Required Data to Answer Questions (source identified in parentheses):

Vertical temperature gradients in a storm forecast region?

Collect all in situ observations in a given geographical region and determine which are sufficient to calculate vertical gradients. For those platforms with vertical profiles, search for one or more models covering the same area in time and space and compare models to obs.

## Scenario 2B: U.S. Integrated Coastal Flooding Information System This scenario has not been touched as of July 11, 2014. Unless there is a compelling case to be made for this scenario, it should not be pursued. #####Northeast (or East Coast) Integrated Coastal Flooding Information System Product Description The northeast coastal zone (or eastern seaboard) is subject to significant coastal storms such as hurricanes and nor’easters, which can result in significant damage to property and loss of life. Much of the impact from these storms is a result of coastal flooding and erosion.

NWS forecasters are responsible for forecasting coastal hazards and issuing coastal warnings. Coastal emergency managers must prepare for and respond to flooding as well as plan and implement evacuations. Forecasters and emergency managers often rely on various and disparate data sources to perform there work. Some of the critical data sources used include observations from coastal water level monitoring stations as well as forecasted water level from a variety of models. Local observations of impacts and coastal land elevation data are also important data sources. Integrating these complementary data sets and predictions into a set of tools and displays that effectively delivers information to forecasters and emergency managers and responders could significantly improve their ability to forecast, prepare for and respond to coastal storms.

#####User Community Addressed The primary user communities for this product are NWS marine forecasters, coastal emergency managers and responders and coastal resource managers. Additional stakeholders include coastal municipal officials and coastal property owners.

#####Questions to Guide Corresponding IPython Notebooks This product will integrate critical coastal water level information from water level monitoring stations and various forecasts into a set of interactive visual tools. The displays will include both spatial and temporal display of observed and predicted water level and potential flooding. The tools will allow the user to view one or more forecasts of water level and view what the predicted surge could be. Specific functional requirements include:

  • Map displays of locations and/or regions that includes information about current water level and potential for flooding
  • Presentation of observed, predicted, surge water height on an interactive graph
  • Ability to set start and end dates of graphs
  • Water level displays allow user to select among various datums (e.g. NAVD88, MLLW) and units (e.g. cm, inches)
  • Water level display integrates local information about flooding if available
  • When available allow user to view multiple forecasts of water level from different models
  • Include a calculation of “consensus” prediction from various models
  • Ability to look at data from past events
  • Display street level flooding predictions in a map view where elevation and high resolution predictions are available

#####Impact This integrated information product potentially has high impact because it will integrate critical observations and predictions into a tool that will allow NWS marine forecasters to view multiple predictions ultimately giving them more confidence and improved ability to predict coastal hazards. It will also give emergency managers and responders coastal water level information they need to more effectively prepare and respond to a coastal storm.

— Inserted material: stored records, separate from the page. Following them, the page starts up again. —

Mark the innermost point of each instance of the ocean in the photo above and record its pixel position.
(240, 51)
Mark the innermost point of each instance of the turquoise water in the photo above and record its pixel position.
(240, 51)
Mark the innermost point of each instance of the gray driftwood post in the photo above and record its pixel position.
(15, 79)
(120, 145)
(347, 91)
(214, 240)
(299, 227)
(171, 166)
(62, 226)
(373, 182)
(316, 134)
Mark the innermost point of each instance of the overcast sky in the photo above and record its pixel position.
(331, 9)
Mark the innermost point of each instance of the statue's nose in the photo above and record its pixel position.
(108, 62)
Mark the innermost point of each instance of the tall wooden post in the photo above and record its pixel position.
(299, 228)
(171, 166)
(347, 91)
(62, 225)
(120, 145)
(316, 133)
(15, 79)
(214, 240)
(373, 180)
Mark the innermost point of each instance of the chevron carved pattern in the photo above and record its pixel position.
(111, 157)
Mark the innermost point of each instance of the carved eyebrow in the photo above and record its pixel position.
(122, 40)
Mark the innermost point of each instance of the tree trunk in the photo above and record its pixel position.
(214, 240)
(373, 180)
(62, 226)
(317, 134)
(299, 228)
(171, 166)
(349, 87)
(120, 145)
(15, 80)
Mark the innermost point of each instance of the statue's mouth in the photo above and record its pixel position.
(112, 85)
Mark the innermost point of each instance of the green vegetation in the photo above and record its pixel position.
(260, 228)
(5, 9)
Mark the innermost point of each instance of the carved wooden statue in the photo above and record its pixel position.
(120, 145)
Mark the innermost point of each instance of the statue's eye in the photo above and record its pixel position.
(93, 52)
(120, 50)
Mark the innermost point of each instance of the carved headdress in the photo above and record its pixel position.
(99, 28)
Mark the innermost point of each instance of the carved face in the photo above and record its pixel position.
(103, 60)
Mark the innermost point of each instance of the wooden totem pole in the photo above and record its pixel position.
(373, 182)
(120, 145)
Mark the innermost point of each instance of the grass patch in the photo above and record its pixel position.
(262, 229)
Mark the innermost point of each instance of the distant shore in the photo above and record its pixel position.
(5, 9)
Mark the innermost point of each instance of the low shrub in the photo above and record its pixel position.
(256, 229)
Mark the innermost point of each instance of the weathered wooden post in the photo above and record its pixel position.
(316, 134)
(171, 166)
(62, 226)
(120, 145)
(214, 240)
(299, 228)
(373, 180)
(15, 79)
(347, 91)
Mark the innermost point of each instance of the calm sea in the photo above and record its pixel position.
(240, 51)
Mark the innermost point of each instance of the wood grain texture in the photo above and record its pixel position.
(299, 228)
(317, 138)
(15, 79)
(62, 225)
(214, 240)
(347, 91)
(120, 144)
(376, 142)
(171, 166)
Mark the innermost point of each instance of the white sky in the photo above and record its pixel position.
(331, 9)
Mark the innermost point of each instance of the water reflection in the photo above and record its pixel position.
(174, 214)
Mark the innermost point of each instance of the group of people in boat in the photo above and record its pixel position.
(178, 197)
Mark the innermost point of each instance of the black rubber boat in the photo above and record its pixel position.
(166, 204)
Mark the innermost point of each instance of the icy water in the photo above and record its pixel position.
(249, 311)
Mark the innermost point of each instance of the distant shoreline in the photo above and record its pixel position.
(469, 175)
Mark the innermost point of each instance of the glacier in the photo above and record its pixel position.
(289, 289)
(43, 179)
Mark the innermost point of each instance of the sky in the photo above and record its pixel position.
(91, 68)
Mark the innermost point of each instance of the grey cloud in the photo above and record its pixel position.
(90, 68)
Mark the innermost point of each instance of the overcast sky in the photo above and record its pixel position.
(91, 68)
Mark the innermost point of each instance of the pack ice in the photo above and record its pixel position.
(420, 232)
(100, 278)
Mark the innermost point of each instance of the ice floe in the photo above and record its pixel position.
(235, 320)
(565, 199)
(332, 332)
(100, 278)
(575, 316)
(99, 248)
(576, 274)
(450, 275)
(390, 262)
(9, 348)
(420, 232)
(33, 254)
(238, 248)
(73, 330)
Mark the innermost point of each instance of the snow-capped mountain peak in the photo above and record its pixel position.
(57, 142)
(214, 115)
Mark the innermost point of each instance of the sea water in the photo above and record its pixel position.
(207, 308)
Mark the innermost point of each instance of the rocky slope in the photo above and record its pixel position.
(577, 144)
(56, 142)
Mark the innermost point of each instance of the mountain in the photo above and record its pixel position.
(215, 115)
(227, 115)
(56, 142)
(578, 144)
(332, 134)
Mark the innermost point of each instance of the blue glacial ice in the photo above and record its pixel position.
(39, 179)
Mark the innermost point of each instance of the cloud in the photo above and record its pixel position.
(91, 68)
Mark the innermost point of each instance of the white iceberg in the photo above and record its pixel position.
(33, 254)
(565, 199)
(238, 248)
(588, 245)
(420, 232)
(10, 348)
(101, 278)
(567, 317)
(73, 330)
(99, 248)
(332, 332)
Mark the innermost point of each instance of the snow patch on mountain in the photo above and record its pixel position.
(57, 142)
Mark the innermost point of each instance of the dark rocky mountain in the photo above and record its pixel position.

#####Feasibility This product is highly feasible because many of the required elements currently exist but need to be integrated. There are real-time water level monitoring stations and various water level prediction models operating in the region. There are also data standards/services in place or available that would allow standardized access to observations and forecasts. Additionally, much of the functionality desired for this integrated product already exists in various products (see listing below) and could be enhanced and brought together into an integrated tool.

####Existing water level and coastal flooding products that have components of the functionality desired in an integrated product:

## Scenario 2C: Oil Spill Response Modeling Not under development as of July 11, 2014. Is this scenario feasible to pursue in the next 45 days? An oil tanker loaded has collided with another vessel 5 nautical miles SE of the entrance to Delaware Bay _(NOTE: can we use another coast, maybe SF Bay?)_. A large quantity of oil has been released into the marine environment, threatening the shoreline of a particular coastline.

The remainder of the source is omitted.